Niños y viajes: todo lo que debes considerar

Además de los pasajes y otros documentos necesarios, las reservas de alojamiento y todo lo que hay que echar a las maletas, para unas buenas vacaciones con niños hay que contemplar varios aspectos más, como la edad que tienen, el destino y los tipos de viajes.

La Dra. Paula Guzmán, jefa de pediatría de Clínica Universidad de los Andes, explica que es fundamental averiguar sobre las vacunas necesarias. “El niño tiene que estar con todas sus vacunas al día y cerciorarse si necesita alguna especial según el destino. Por ejemplo, un recién nacido podría contagiarse fácilmente con enfermedades de otros países, por eso, no se aconseja viajar con menores de tres meses si no es estrictamente necesario”.

Además, en muchas partes, sobre todo en el Caribe, hay mala higiene o no tienen agua potable y es importante considerarlo por la preparación de la leche y las comidas. Es recomendable usar agua hervida o embotellada y comer alimentos cocidos, sobre todo si se viaja con niños chicos.

También sugiere llevar un botiquín básico y los remedios que se consumen habitualmente.

Precauciones en los traslados

Con el destino definido y, antes de comprar los pasajes o determinar la hora de partida, una buena opción para evitar complicaciones durante el trayecto, es hacerlo de noche, para que los niños duerman la mayor parte del tiempo.

En cuanto al transporte, una de las complicaciones más habituales en menores son los mareos, que pueden evitarse con ciertas medidas. Pero, si estas no son suficientes, hay que consultar al pediatra.

Los mareos son más frecuentes entre los tres y doce años de edad, y al viajar en auto, sobre todo, al mirar algo fijo como una pantalla o libro, igual que al moverse mucho. “Lo ideal es que no pinten, lean ni vean un celular o pantalla, excepto las que van detrás del asiento delantero. Es mejor que siempre miren para adelante y no para el lado”, aclara la Dra. Guzmán.

También se dan bastante en barcos. Para esto la especialista recomienda prevenir comiendo liviano al principio para ver cómo se va a reaccionar. Si el niño se marea, debe quedarse lo más tranquilo posible.

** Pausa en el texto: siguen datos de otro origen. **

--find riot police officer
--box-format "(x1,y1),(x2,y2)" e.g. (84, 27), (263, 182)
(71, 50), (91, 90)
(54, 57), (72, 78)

En tanto, en avión es poco frecuente, pero si hay antecedentes, es bueno comer liviano y no tomar líquidos con gas. En cambio, sí es común que tengan dolor de oídos. Para que los niños más chicos no lo sufran, durante el despegue y aterrizaje pueden estar succionando un chupete, mamadera o bombilla. Los más grandes pueden comer algo o bostezar.

Para que todos estén más tranquilos durante un vuelo, hay que llevarles sus juguetes, cosas para que se entretengan, lápices, libros para pintar, etc. Además, darle la posibilidad de caminar en el avión. Hasta los dos años, es mejor llevarles comida (colados y leche). Después, que coman lo del avión, pero cocido, no crudo, y liviano, además de tomar jugo o agua en lugar de bebidas gaseosas.

Para los viajes en auto, las paradas son muy importantes. Éstas deben hacerse máximo cada cuatro horas, y hay que bajarse, aprovechar de ir al baño, caminar, cambiar el pañal, darle algo de comer, que juegue.